We were delivering copies of the new Wesley Clark DVD, American Son, an 18-minute profile by Designing Women creator Linda Bloodworth, who was also responsible for the 1992 Clinton mini-bio-pic The Man from Hope. (Wisely intuiting that not everyone in rural New Hampshire owns a DVD player, the Clark campaign is broadcasting American Son weekly on WNDS until the primary; it’s also available at www.clark04.com/americanson).

At our first stop, a genial, bearded man said that, for the moment, he was split between Dean and Clark. Mike asked him what he considered the most important issue of the campaign. He thought for a second ... "Who can I trust?" Then he gestured toward an Army sticker on the bumper of his pick-up truck, and mentioned he’d received the Purple Heart. Veterans’ issues are important to him too, he said, intimating that that might tilt him in Clark’s favor. "We’re gonna win," said Mike. "Ya’d better, with that fuckin’ moron in the White House!" he laughed; his sharp northern New England accent made "fuckin’ moron" sound more like "fahckin moe-ron." Then, gesturing at his porch thermometer (which read three degrees), he admonished us, "Now get back in the car, and stay warm!"

The target at the next house wasn’t home, but a guy with a grizzled face and dark-tinted glasses answered the door. "Well, I’m a Republican, so I can’t vote in the primary," he said. "But I would consider him in the general election." This intrigued us. "I don’t like this 60, 70 billion for Iraq" — he spit the word out like a piece of bad food — "all spent for something where I don’t see much good coming from it in the long run. Seems more and more like Vietnam." He’d rather see that money used for education and job creation, he said. Even Bush’s new plan to establish a permanent presence on the moon and put a man on Mars seemed more deserving.

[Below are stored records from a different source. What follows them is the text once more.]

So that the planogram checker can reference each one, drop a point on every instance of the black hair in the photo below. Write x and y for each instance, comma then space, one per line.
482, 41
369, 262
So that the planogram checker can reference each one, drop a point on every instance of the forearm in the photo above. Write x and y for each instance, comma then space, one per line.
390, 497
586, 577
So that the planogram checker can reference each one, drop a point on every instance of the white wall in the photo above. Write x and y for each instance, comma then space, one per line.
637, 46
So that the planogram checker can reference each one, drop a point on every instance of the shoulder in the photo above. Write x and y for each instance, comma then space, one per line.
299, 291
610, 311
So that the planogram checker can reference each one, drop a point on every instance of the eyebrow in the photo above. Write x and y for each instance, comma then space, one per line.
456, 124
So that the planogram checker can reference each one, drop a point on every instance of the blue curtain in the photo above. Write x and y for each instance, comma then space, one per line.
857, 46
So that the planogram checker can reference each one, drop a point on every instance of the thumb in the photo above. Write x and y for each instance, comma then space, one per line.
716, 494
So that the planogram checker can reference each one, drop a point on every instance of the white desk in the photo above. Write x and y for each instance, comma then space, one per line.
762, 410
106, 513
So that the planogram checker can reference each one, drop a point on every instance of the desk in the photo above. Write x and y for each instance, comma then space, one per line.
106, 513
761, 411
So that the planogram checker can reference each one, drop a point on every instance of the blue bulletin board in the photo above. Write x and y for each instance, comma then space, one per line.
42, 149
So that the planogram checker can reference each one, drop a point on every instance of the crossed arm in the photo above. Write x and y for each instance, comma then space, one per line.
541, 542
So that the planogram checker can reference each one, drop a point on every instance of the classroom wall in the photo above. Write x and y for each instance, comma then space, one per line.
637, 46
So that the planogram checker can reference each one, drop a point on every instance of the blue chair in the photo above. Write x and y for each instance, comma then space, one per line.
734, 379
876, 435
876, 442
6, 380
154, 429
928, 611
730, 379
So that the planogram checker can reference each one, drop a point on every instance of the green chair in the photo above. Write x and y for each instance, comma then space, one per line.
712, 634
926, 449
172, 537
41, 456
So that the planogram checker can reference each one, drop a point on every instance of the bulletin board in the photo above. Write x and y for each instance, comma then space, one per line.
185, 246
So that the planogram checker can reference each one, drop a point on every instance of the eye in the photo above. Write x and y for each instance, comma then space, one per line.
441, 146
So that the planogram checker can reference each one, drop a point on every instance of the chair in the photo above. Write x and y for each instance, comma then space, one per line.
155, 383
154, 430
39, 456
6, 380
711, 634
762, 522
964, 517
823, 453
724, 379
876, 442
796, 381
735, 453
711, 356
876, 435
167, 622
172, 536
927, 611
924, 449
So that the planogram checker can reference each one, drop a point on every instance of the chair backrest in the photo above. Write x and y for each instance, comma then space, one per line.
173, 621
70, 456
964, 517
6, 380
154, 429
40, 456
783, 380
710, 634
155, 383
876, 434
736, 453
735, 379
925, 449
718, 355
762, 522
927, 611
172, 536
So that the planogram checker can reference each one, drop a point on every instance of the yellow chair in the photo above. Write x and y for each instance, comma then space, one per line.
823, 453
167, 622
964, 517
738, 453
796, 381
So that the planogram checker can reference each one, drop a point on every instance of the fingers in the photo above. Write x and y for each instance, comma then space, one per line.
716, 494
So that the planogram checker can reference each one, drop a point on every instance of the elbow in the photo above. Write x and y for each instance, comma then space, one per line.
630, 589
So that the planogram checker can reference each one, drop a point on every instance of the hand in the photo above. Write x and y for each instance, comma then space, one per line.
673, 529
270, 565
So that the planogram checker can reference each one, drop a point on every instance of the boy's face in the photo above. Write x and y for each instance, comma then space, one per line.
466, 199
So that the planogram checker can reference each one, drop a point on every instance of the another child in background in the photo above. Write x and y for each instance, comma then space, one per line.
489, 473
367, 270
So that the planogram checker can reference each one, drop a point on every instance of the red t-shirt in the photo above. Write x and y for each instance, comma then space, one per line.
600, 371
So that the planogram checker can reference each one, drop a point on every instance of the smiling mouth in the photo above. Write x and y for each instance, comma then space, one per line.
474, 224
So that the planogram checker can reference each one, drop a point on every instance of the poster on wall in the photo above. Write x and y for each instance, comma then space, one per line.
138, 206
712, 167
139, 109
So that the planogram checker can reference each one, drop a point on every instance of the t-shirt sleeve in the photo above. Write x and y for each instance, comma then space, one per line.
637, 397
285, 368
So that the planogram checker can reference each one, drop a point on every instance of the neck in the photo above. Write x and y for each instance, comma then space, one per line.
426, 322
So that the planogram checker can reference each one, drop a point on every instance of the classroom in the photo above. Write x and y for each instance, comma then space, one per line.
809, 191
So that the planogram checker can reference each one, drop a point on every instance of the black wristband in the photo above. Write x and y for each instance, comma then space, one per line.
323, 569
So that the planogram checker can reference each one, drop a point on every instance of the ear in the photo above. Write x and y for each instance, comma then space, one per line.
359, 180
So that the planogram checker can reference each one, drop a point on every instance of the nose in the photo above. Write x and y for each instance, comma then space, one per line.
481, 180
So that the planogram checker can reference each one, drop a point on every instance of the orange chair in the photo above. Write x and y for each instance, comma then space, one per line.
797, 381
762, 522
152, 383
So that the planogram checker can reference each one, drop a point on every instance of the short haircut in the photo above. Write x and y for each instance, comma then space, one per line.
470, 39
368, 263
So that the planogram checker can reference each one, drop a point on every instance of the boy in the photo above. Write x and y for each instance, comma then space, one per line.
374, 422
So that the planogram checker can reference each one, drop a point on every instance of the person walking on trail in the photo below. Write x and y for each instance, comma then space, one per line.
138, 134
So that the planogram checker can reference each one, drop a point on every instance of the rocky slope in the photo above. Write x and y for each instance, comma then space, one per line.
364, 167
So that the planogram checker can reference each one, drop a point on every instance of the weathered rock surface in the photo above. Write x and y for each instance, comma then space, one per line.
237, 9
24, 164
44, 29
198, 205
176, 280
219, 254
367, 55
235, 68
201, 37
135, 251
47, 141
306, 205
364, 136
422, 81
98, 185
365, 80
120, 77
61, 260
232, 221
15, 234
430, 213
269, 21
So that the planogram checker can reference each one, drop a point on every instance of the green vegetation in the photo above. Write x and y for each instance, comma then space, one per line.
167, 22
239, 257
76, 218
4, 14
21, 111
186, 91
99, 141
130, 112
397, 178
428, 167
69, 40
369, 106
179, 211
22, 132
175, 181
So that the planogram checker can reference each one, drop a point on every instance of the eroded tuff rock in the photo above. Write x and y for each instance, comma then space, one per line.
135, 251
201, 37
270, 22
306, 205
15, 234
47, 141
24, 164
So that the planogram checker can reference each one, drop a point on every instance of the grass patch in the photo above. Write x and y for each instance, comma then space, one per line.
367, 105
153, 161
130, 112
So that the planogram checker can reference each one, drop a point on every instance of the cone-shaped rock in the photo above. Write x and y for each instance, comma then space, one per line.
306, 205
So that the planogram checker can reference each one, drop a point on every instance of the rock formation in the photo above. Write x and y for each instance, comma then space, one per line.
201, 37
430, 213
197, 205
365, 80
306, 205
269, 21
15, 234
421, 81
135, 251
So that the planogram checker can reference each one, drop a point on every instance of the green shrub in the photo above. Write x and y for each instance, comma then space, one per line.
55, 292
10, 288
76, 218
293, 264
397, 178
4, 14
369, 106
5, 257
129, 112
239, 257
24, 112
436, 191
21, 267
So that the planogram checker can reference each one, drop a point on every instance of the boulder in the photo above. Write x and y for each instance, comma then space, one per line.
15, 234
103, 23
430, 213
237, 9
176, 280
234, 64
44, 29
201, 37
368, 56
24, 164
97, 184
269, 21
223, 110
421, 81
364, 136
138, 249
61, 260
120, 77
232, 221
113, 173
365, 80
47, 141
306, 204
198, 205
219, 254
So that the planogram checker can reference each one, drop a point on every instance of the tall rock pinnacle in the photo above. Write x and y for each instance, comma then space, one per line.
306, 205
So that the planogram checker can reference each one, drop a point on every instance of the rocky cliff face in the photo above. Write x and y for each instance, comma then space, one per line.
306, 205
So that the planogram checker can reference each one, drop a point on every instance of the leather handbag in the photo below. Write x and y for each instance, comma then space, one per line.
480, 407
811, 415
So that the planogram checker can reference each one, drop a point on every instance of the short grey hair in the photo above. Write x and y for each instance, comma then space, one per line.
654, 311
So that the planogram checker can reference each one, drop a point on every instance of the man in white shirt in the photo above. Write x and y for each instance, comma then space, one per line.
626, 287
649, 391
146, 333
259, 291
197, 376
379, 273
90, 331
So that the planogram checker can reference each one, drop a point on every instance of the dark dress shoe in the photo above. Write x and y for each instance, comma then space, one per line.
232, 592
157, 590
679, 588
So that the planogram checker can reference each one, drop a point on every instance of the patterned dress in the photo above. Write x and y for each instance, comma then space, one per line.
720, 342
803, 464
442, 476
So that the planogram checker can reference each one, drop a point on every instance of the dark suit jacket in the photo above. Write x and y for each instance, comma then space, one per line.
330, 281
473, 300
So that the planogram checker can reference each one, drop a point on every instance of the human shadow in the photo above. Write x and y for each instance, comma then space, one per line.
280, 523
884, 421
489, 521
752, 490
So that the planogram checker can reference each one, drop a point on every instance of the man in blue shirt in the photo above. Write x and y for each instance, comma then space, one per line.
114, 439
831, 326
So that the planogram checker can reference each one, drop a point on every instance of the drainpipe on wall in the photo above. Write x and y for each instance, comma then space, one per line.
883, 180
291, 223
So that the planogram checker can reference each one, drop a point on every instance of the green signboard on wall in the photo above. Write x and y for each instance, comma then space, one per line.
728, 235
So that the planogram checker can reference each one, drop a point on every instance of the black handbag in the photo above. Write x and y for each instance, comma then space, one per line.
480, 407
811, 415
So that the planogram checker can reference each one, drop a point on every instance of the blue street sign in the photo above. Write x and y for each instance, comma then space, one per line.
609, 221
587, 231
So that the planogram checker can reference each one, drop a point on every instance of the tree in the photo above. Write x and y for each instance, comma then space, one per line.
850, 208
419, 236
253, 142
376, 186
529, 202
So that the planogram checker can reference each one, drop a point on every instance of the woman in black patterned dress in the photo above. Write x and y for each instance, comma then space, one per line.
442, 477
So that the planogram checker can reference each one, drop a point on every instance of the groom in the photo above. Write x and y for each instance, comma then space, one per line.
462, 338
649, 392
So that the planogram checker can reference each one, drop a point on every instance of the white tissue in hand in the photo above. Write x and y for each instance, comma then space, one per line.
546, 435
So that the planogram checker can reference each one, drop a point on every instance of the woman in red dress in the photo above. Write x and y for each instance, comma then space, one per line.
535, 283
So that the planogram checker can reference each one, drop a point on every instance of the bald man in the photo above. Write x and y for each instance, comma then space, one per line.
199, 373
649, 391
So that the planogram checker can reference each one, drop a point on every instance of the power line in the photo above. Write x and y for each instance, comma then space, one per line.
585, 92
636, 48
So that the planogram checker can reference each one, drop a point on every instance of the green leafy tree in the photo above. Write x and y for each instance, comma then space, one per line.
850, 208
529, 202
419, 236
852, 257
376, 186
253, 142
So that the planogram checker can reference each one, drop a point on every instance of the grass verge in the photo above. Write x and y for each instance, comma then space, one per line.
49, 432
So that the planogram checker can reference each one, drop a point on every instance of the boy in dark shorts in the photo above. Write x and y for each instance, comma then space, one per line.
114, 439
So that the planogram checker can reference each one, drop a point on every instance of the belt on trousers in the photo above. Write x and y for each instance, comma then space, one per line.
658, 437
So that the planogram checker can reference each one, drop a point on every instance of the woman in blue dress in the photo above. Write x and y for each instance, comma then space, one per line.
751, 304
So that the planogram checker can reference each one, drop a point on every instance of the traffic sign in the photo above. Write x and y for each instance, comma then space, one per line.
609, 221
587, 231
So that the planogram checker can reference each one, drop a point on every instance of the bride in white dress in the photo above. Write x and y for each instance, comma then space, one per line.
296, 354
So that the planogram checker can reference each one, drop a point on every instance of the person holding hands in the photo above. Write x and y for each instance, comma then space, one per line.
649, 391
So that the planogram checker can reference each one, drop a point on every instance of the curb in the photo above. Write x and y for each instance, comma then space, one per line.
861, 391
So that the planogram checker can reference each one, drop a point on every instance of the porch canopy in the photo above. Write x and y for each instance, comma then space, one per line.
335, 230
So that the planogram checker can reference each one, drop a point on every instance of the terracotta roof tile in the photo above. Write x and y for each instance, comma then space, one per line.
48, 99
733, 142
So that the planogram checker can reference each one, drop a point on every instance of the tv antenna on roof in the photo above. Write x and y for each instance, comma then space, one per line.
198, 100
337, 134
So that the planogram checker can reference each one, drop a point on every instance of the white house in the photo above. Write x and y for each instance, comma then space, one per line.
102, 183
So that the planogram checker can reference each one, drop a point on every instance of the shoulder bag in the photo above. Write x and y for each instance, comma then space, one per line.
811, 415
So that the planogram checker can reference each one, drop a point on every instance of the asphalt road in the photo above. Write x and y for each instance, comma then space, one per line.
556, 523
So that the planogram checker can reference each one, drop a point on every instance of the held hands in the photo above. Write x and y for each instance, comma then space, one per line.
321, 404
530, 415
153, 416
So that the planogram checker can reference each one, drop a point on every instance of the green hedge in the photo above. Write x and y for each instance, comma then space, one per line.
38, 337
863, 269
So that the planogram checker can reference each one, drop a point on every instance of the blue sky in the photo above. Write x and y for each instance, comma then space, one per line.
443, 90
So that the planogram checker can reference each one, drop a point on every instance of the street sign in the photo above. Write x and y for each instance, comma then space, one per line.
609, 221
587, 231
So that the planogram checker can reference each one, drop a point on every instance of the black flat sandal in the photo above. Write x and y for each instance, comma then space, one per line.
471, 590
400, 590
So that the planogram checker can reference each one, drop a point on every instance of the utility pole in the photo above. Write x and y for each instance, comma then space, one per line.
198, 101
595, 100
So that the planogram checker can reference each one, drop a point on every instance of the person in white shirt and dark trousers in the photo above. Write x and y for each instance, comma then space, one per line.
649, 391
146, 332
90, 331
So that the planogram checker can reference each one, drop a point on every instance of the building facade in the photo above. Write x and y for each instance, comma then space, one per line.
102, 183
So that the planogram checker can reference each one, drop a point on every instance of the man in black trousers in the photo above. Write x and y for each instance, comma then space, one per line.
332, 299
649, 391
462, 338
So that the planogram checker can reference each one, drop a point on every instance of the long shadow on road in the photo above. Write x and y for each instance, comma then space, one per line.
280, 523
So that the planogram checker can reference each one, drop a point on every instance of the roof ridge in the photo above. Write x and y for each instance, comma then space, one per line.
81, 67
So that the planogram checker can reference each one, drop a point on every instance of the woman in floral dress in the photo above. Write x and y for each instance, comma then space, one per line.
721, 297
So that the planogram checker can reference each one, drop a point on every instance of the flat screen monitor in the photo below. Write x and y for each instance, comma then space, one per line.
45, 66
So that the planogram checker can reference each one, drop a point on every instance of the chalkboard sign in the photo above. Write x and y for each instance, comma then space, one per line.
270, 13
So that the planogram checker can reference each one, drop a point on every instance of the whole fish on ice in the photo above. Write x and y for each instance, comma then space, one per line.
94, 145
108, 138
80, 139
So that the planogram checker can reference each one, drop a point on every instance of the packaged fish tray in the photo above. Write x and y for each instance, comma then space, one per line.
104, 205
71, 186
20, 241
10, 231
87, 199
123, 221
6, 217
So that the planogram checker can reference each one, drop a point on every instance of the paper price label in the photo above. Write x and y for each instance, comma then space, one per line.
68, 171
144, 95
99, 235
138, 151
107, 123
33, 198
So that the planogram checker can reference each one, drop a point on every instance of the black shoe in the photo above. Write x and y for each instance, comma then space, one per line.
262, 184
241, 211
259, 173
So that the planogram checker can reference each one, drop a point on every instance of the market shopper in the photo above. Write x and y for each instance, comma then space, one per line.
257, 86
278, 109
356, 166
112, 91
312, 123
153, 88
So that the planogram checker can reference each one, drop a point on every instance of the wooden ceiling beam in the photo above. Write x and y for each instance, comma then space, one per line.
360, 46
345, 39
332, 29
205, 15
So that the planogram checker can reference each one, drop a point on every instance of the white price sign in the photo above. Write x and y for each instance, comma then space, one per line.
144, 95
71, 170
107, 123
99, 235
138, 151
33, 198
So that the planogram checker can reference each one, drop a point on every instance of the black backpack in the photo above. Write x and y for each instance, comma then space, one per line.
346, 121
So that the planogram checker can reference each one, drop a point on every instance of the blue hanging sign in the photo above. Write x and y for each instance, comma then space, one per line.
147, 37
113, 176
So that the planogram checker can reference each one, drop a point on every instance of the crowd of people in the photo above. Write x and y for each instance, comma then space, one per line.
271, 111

INTERESTINGLY, THOSE two prospective Clark supporters were the only bearers of Y chromosomes we encountered that day. Last Friday, a New York Times cover story reported on the Clark campaign’s effort to engage women, who trail men in their support for the former general — a fact Clark chalks up to distaste for the Army as a "male-dominated, hierarchical, authoritarian institution." His campaign Web site features a page called "Valuing Women," with bullet points explaining his commitment to equal opportunity in the workplace, reproductive freedom, and "stepping up our efforts to fight violence against women" as "human-rights violations." And his recently softened wardrobe, trading military spit-and-polish and sharp navy-blue suits for sweaters and corduroys, has attracted an almost comical amount of attention. But even if the Times’s Maureen Dowd pokes fun at his new penchant for argyle pullovers that "conjure up images of Bing Crosby on the links or Fred MacMurray at the kitchen table," he’s got one high-profile woman in his corner. Last week Clark supporters nationwide found an e-mail in their inboxes from Madonna, who officially endorsed him, speaking "not only as a ‘celebrity’ but as an American citizen and as a mother."

The door-knocking campaign also seemed to be on its toes, targeting the perceived gender gap. Of the 30 or so homes we visited, at least 20 housed female Democrats or Independents — even if the information was sometimes a little out of date. "Thanks, but I’m a Republican," said one woman as she opened the door in her bathrobe. Apparently, the name on our list had not lived at that address for four years. "Any Democratic friends you want to give this to?" said Mike. "No. But good luck — and stay warm!" "Ah," I said to Mike as we stepped gingerly down the frozen driveway, "a compassionate conservative."

Compassionate, perhaps, but not someone who could advance our cause. On the other hand, one young professional woman was hearteningly excited to see us. "Hey!" she exclaimed as she held her dog back from the door. "Yes! Right on!" She’d been intrigued by Clark, she said. She seemed to want to like him, but she wanted to know more. "Well, what better way to spend a freezing Saturday night than curling up on the couch and watching the Wes Clark DVD?" I joked. "No, I’m gonna!" she smiled, noting that she’d been feeling like Clark "needs more exposure." As we walked away she hollered after us. "Thanks! I have some people I want to show this to!"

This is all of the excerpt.